Sayın Ertuğrul Özkök, Gazetenizin 16 Mart 2006 tarihli sayısında yayınlanan köşe yazınızda, "özelleştirmeyi engelleyenler" tanımlamasını kullanarak ve "Türkiye'ye altın kadar kıymetli zamanı kaybettiren bu maskeli insanlar, hortumculardan daha mı dürüsttür" diyerek, hesap sorulmasını istiyorsunuz. Hesap sorulması gerekenlerin kimler olduğu, bugün kamuoyu tarafından açık bir şekilde görülmektedir. Yapılan özelleştirme uygulamaları, kamunun birikimlerinin belli ellere aktarılmasından başka bir anlam ifade etmemektedir. Bugüne kadar gerçekleştirilen özelleştirme uygulamaları, yazınızda yer verdiğiniz görüşün aksine ülkemize yarar değil, zarar getirmiştir. Yakın zaman tarihimiz bunun örnekleriyle doludur. Bu zararlar, yalnızca bizim gibi duyarlı kesimlerin dile getirdiği görüşlerden ibaret değildir. Odamız ve diğer meslek örgütleri ile sendikalar tarafından açılmış davalar sonucunda, yargı tarafından pek çok özelleştirme işlemi iptal edilmiştir. Hesabın kimlerden sorulması gerektiği yargı kararlarıyla gün gibi ortadayken, hiçbir çıkar bağlantısı olmaksızın kamu yararının sağlanmasını hedefleyen kurumları, hortumcularla aynı kefeye koyan bir zihniyeti anlamak mümkün değildir. Kaldı ki özelleştirme uygulamalarının, sizin deyiminizle "engellenmesi", büyük ölçüde yargı kararlarıyla sağlanmıştır. Bu durumda sizin hedef aldığınız kesim, yalnızca özelleştirme ve özelleştirme uygulamalarındaki hukuka aykırılık, yolsuzluklarla mücadele edenleri değil, hukuk kuralları içinde mesleğinin gereğini yerine getirmeye çalışan yargı mensuplarını da kapsamaktadır. Bu ise, yargı üzerinde bugün yaşanan ağır baskının medya aracılığıyla büyütülmesinden başka bir anlam ifade etmemektedir. Siz ise "Adalet onlardan hesap soramıyor" diyorsunuz. Adalet, hukuk kurallarının gereğini yerine getirdiği için kendi kendinden mi hesap soracaktır? Yazınızda belirttiğiniz gibi yargı kararlarıyla durdurulan özelleştirme uygulamaları sonucunda kamu kurumları daha ucuza satılmamış, TÜPRAŞ örneğinde olduğu gibi daha yüksek bedelle satışlar yapılmıştır. Özelleştirme konusu ise ucuza ya da pahalıya satılmasıyla ölçülemeyecek kadar büyük sonuçlara yol açan bir konudur.
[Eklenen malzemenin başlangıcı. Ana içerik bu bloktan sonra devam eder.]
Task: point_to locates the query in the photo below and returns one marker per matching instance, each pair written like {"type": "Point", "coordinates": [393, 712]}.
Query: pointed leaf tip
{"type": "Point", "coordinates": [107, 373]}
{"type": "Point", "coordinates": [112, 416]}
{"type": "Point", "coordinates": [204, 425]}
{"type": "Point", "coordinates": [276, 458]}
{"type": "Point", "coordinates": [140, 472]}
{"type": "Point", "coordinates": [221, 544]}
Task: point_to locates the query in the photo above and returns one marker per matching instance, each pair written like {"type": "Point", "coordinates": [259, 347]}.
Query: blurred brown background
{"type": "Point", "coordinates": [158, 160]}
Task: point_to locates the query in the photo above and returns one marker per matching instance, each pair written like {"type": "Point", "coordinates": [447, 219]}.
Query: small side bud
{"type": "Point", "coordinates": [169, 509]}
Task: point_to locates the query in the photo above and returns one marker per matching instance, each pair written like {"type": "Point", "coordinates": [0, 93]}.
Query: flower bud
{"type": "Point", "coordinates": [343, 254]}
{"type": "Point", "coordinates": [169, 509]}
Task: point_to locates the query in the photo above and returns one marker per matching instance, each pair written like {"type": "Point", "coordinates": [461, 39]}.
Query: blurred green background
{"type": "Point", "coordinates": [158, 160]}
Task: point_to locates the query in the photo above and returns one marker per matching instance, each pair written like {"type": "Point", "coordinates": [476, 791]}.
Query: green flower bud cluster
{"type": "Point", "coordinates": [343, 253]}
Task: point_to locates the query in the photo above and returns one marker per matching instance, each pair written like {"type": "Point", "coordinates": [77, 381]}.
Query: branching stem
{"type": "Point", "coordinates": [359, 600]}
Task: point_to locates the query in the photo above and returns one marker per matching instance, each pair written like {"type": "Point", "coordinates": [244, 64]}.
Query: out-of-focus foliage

Nükleer santraller Özelleştirmeleri "engelleyenlerin" verdikleri zarara örnek olarak da nükleer santral yapımının geciktirilmesini gösteriyorsunuz. Nükleer santralların yapımının geciktirilmesinin sonucunda bugün doğalgaz ve petroldeki dalgalanmalara maruz kalmaya tahammül etmek zorunda olduğumuzdan, dünyadaki nükleer santral talebi nedeniyle de nükleer santral yapımının zaman alacağından bahsediyorsunuz. Bizim gibi kurumların görüşlerini değil, devletin kurumlarının görüşlerinin yer aldığı raporları dahi okusanız, bu yıl yaşanan doğalgaz krizinin sizin dediğiniz gibi nükleer santral yapılmamasının değil, "kamuya yatırımlardan el çektirilmesinin ve yapılan özelleştirme uygulamalarının" sonucu olduğunu göreceksiniz. Bugün TBMM'de bekletilen Sayıştay raporu enerji alanında yapılan özelleştirmeler sonucunda kamunun uğratıldığı milyarlarca dolarlık zararın belgeleriyle doludur. Elektrik Mühendisleri Odası, bu özelleştirme uygulamalarına karşı yıllardır mücadelesini sürdürmektedir. Bugün gelinen noktada, yargı ve devletin üst makamları, hatta iktidar tarafından bile haklılığımız kabul görmüştür. Nükleer santralların yapımının gecikmesi nedeniyle enerjide sorun yaşandığını söyleyebilmek için önce Türkiye'nin enerji kaynaklarının potansiyelini ve bu potansiyelin ne kadarının nasıl değerlendirildiğini bilmek gerekir. Yapılan özelleştirme uygulamaları sonucunda kurulan doğalgaz çevrim santrallarına verilen alım garantileri nedeniyle bu ülkenin hidrolik santrallarının ve kömüre dayalı termik santrallarının çalışması durdurulmuştur. Bugün Türkiye su, kömür, güneş, rüzgar başta olmak üzere enerji kaynakları potansiyelinin üçte ikisini bile değerlendirememektedir.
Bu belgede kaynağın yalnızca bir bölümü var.